|M.Sc Student||Ghanayim Alaa|
|Subject||Iterative Referencing for Improving the Interpretation|
of DNA Sequence Data
|Department||Department of Computer Science||Supervisor||Professor Dan Geiger|
|Full Thesis text|
Next-Generation Sequencing (NGS) facilitates genetic studies to discover SNPs and indels associated with Mendelian and complex diseases. The measurement process, which generates millions of short reads, creates various data processing and interpretation challenges for which a multitude of software tools are being developed. A common framework used to date to discover variations in sequenced data includes the following steps in a pipeline: First, mapping the sequenced reads to some reference the genome. Second, local realignment to account for indels. Third, recalibration of the base quality score and discovering variations by using the GATK or SAMTOOLS packages. Improving the accuracy of discovering true SNPs and indels in analyzing NGS data requires improved tools and capabilities in each step of this pipeline. The mapping accuracy is the bottleneck of this process because reads mapped incorrectly dramatically increase false positive rates of discovered variations and lower the rate of detected true positive variations. We present a revised approach, Iterative Referencing (IR), that increases the accuracy of mapping the sequence data by iteratively improving the reference genome via the Expectation maximization (EM) algorithm. The idea is that if sufficient coverage in the sequenced data contain a specific homozygous SNP that is not seen in the reference genome then the reference genome should be altered to contain that SNP. Such a situation occurs when a reference genome is used that is not close enough to the population under study.
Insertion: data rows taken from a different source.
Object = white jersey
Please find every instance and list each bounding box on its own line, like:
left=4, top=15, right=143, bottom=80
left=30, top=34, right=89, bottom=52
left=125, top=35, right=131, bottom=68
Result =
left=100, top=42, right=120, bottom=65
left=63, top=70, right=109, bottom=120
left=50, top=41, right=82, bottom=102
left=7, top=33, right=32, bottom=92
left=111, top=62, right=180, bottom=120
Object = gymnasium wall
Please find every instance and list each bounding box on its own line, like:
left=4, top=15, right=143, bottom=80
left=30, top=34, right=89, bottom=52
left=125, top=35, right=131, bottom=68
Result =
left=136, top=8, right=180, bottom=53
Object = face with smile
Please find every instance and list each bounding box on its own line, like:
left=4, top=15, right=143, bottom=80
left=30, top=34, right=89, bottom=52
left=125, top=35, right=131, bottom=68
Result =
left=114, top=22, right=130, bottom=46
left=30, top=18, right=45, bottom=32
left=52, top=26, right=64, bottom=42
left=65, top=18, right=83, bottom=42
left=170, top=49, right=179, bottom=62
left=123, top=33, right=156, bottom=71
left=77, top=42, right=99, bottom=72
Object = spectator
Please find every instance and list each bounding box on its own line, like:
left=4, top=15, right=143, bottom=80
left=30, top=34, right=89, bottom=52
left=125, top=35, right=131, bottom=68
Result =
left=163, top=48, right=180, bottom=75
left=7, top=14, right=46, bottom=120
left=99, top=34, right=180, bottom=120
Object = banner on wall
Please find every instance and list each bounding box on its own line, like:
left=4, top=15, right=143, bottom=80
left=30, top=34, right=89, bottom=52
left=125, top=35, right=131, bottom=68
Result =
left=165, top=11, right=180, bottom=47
In each step, the EM algorithm discovers the new homozygous variations in the whole genome, then alters the reference genome by replacing the reference bases by the alternative bases and builds a new reference genome that is more appropriate to the population under study. The results demonstrate that using the updated reference genome improves the alignment process up to 6%, increases the rate of true variations by up to 3%, decreases the rate of false variations up to 3%, all measured with respect to the original reference model.